Je me rends d'abord dans la salle de bain. L'avantage de ceux qui sont du matin comme moi, c'est qu'on peut avoir la pièce pour nous tout seul, sans personne pour déranger. Je me fais une toilette rafraîchissante, m'habille avec les vêtements qu'on nous a donnés, c'est-à-dire le même pantalon et tee-shirt gris et me coiffe aujourd'hui de mon éternelle tresse sur le côté. La seule chose qui me manque ici c'est le parfum, c'est déjà bien qu'ils nous aient donné du déodorant alors je ne vais pas les infortunés pour une broutille comme celle-là...

Je sors finalement, mais à peine ai-je ouvert la porte que Nolan me pousse pour s'y enfermer.

- Ne t'excuse surtout pas ! je grogne.

Rien. Aucune réponse. Il doit être trop occupé à regarder ses muscles dans le miroir...

************

Nous sommes assis en arc de cercle autour de Bishop. Celui-ci nous félicite pour la journée d'hier, car il ne s'attendait pas à une telle réussite. Je pense qu'en traduisant ça donnerait quelque chose comme : « En vous voyant je pensais que vous étiez de gros nuls, mais en fait ce n'est pas le cas.
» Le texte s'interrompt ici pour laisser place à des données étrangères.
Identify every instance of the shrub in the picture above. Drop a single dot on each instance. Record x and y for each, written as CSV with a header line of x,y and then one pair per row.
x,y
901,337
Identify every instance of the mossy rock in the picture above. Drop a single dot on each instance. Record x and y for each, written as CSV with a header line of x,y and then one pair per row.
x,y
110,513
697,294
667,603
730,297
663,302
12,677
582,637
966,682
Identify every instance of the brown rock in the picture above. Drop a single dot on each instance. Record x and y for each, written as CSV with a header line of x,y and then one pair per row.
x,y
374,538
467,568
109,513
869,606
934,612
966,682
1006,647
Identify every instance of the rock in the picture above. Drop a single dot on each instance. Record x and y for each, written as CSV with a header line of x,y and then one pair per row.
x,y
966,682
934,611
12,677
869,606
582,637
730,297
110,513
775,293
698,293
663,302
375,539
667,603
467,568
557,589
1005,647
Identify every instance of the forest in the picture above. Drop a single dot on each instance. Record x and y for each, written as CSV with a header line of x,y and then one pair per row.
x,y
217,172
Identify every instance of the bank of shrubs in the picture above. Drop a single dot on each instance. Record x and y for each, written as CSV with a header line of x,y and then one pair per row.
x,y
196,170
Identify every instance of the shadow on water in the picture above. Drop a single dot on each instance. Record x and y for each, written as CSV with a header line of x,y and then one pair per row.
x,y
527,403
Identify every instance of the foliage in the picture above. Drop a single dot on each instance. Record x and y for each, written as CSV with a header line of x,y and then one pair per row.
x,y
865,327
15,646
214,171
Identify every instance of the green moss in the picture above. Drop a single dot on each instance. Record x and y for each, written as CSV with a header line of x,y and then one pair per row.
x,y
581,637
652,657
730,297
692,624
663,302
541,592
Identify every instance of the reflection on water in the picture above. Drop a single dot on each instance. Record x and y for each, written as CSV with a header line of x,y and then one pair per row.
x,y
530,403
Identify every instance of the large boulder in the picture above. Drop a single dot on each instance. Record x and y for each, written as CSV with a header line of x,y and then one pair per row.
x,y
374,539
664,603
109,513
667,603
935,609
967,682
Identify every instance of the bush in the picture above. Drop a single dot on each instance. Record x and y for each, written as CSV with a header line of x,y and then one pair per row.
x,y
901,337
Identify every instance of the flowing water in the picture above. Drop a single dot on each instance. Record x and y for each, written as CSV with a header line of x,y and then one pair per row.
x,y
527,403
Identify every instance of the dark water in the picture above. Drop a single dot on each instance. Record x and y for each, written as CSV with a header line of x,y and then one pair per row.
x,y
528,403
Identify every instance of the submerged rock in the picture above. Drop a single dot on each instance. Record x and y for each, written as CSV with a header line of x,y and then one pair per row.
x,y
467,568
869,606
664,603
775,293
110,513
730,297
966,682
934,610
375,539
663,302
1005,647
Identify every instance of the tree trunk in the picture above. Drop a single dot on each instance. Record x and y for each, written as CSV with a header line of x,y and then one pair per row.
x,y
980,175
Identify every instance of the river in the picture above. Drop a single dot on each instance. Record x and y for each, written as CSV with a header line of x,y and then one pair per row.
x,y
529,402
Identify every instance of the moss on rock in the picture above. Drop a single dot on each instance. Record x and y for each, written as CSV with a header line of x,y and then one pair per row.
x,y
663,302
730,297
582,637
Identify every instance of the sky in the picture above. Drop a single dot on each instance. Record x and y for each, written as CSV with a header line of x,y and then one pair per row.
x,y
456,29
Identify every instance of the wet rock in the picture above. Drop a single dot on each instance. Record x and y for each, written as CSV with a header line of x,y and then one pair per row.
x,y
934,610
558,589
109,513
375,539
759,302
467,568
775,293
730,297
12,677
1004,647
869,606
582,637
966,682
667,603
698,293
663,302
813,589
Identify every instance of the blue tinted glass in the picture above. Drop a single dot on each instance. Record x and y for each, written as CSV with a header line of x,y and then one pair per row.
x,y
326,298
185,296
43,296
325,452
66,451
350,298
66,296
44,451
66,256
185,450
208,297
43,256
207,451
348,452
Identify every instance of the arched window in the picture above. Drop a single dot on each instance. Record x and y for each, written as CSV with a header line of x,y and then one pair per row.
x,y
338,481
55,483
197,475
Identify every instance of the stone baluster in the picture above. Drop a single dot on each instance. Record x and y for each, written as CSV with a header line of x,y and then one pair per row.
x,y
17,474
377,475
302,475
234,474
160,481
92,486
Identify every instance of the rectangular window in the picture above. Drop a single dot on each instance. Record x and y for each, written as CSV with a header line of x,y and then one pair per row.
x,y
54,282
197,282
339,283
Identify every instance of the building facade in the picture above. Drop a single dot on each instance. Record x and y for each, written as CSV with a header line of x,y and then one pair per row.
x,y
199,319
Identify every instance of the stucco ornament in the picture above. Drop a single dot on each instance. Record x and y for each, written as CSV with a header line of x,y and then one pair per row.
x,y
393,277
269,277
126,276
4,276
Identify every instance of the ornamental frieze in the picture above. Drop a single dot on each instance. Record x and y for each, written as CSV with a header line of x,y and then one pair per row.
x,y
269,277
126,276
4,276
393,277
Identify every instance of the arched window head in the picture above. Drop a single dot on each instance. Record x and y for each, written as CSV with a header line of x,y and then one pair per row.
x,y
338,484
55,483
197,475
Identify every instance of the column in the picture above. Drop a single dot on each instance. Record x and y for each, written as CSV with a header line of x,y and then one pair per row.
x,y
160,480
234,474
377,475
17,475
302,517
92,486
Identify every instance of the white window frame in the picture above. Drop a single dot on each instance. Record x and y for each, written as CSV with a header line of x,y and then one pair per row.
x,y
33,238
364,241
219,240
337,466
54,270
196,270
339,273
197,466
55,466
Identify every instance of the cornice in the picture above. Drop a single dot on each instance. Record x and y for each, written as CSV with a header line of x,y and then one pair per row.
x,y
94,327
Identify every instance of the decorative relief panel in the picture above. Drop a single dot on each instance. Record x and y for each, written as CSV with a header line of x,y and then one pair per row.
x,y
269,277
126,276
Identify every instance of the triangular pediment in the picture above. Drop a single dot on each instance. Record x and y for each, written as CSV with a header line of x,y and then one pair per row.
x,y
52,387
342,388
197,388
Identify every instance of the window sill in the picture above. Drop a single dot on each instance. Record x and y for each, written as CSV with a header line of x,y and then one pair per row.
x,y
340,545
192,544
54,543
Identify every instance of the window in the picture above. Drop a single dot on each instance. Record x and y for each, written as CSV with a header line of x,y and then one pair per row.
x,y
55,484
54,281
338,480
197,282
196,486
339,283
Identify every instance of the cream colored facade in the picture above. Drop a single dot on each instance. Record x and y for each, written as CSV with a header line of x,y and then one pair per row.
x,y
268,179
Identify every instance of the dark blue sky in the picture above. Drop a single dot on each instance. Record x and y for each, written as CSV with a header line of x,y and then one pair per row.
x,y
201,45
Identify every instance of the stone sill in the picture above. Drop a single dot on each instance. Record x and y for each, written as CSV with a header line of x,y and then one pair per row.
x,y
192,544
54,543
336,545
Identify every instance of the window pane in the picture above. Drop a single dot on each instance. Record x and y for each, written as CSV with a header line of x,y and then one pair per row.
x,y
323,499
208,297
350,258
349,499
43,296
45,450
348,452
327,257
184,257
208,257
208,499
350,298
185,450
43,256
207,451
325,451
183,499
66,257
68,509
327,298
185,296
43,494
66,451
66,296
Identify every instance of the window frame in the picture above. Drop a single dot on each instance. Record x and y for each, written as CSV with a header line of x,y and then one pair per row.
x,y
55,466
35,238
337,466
Vous êtes plus forts que je ne le pensais ». Tout le monde ne rechigne pas et accepte ses paroles. Mais comme toute bonne chose à une fin, le patron nous invite à reprendre des couteaux et continuer à les lancers. Sauf que cette fois on fait comme si c'était l'évaluation, qui sera cette après-midi. Les mannequins ont laissé place à des cibles réparties dans cinq zones de tailles égales. Il nous explique que c'est comme un jeu, le but est de marquer le plus de points avec seulement trois couteaux de tailles différentes.

Chacun se met dans une zone. Je suis entre Brian et Yanis et je suis bien contente de ne pas être à côté de Nolan, car j'aurais trop peur que ses couteaux atterrissent sur moi plutôt que sa cible.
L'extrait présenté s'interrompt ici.